TRIBUNMANADO.CO.ID – Aparat kepolisian terus mendalami dugaan penyelewengan Dana Desa di Kampung Matutuang, Kecamatan Kepulauan Marore, Kabupaten Kepulauan Sangihe, Sulawesi Utara.
Hingga Minggu (12/4/2026), Polres Kepulauan Sangihe dilaporkan masih intens melakukan penyelidikan dan berkoordinasi dengan instansi terkait untuk menuntaskan kasus tersebut.
Dari total indikasi awal sebesar Rp 225.664.747, saat ini masih tersisa kerugian sebesar Rp 175.664.747 setelah adanya pengembalian sebagian dana sebesar Rp 70 juta.
Plt Kepala Inspektorat Kabupaten Kepulauan Sangihe, Alvin Santinuwo, membenarkan bahwa pihaknya telah memantau perkembangan laporan penyimpangan tersebut.
Alvin menyebut telah menjalin komunikasi dengan Satreskrim Polres Sangihe terkait temuan ini.
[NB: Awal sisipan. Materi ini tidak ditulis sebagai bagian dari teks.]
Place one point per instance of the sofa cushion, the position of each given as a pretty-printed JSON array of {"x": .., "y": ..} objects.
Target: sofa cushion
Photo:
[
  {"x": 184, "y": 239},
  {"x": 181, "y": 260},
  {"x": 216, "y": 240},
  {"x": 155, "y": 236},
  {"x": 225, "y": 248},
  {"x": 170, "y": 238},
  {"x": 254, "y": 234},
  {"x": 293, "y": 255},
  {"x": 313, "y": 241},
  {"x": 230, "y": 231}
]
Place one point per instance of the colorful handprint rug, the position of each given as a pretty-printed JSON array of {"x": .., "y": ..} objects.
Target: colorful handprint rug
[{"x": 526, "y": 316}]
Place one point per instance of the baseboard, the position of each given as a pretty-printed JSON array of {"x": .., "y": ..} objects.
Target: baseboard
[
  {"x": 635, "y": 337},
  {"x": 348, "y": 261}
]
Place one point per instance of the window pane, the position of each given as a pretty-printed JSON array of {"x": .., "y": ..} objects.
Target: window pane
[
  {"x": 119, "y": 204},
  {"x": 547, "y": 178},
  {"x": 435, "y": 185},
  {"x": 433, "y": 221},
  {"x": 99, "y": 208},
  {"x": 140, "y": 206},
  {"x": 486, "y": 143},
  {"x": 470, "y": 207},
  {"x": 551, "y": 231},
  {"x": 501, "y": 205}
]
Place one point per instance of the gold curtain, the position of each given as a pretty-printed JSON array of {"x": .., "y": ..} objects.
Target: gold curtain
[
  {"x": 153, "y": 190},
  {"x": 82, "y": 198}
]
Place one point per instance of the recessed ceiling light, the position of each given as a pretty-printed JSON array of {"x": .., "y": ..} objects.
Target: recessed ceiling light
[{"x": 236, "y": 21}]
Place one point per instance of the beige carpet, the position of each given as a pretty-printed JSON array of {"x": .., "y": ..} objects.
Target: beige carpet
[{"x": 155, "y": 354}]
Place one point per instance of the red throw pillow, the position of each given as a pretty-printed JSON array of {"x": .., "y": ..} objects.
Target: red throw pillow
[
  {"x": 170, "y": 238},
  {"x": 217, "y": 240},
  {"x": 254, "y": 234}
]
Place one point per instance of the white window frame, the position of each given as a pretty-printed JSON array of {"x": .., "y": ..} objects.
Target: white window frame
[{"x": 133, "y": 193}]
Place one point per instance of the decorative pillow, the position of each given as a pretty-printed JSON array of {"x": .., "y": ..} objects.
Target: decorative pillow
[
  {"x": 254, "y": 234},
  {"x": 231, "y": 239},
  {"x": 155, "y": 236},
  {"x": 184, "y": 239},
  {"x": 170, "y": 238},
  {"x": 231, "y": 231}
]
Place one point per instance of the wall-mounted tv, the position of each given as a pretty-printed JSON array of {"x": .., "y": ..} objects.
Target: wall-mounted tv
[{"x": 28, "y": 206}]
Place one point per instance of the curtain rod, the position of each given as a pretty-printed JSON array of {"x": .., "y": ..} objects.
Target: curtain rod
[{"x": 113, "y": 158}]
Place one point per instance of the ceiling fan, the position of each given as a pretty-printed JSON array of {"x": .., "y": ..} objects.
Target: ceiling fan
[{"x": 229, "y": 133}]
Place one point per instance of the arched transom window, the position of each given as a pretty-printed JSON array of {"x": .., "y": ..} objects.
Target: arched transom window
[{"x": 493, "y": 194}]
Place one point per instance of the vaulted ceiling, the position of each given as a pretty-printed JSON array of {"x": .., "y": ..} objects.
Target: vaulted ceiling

“Memang ada laporan terkait dugaan korupsi di Kampung Matutuang dengan total sekitar Rp 225 juta. Dari informasi yang kami terima, sudah ada pengembalian sekitar Rp 70 juta,” ujarnya.
Ia menekankan bahwa dana yang dikembalikan tidak mengalir ke kas daerah, melainkan langsung ke pos anggaran asal.
“Pengembaliannya langsung ke rekening desa, bukan melalui kas Pemda,” jelasnya.
Mengenai prosedur pemulihan kerugian negara, Alvin menjelaskan adanya durasi waktu tertentu yang diberikan kepada pihak terkait untuk mengembalikan dana tersebut sesuai rekomendasi pengawasan.
“Itu sifatnya imbauan agar segera menindaklanjuti hasil pemeriksaan dan melakukan pengembalian,” tambahnya.
Meski terdapat batas waktu 60 hari yang disarankan oleh Aparat Pengawasan Intern Pemerintah (APIP), proses hukum di kepolisian dipastikan tetap berjalan.
Penyelidikan kini difokuskan untuk mendalami detail penyimpangan serta menentukan siapa saja pihak yang harus bertanggung jawab atas raibnya ratusan juta rupiah dana milik masyarakat desa tersebut.